The number of CUDA cores for the Tesla V100 is 5,120 and the computing power is stated to be 15 TFLOPS for single precision (FP32) and 7.5 TFLOPS for double precision (FP64). In addition to this, there is a new type of Tensor cores that can perform calculations specifically for machine learning and with these, the theoretical computing power is as much as 120 TFLOPS.

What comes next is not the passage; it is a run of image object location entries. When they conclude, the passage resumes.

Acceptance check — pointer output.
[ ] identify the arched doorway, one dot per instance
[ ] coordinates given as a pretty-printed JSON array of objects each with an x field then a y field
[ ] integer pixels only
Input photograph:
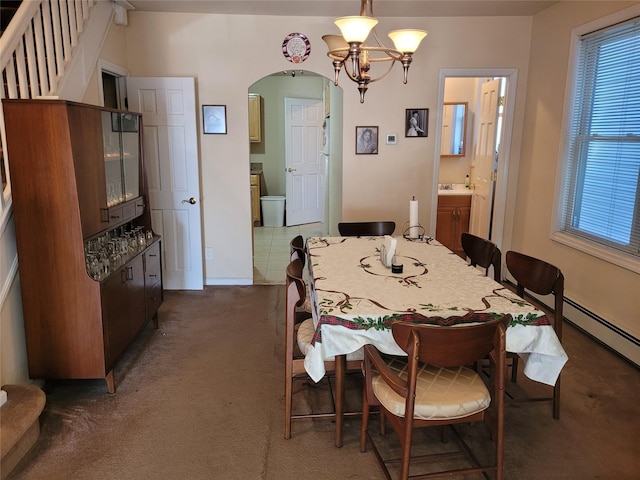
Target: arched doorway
[{"x": 269, "y": 158}]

The solid graphics circuit is surrounded by four 4 GB HBM2 capsules each with a clock frequency of 875 MHz (1,750 MHz efficient), giving a total of 16 GB of memory and a theoretical bandwidth of 900 GB / s. In terms of connectivity, the Tesla V100 supports second-generation NVLink with a bandwidth of 300 GB / s – almost ten times higher than 32 GB / s for PCI Express 3.0 x16.
Deliveries of the Nvidia Tesla V100 will begin during the third quarter of the year. It is not clear when the new graphics circuit will be released to consumers, but with Pascal in mind, it is likely that Nvidia will create a smaller and more energy-efficient circuit called the GV102 without computationally oriented features.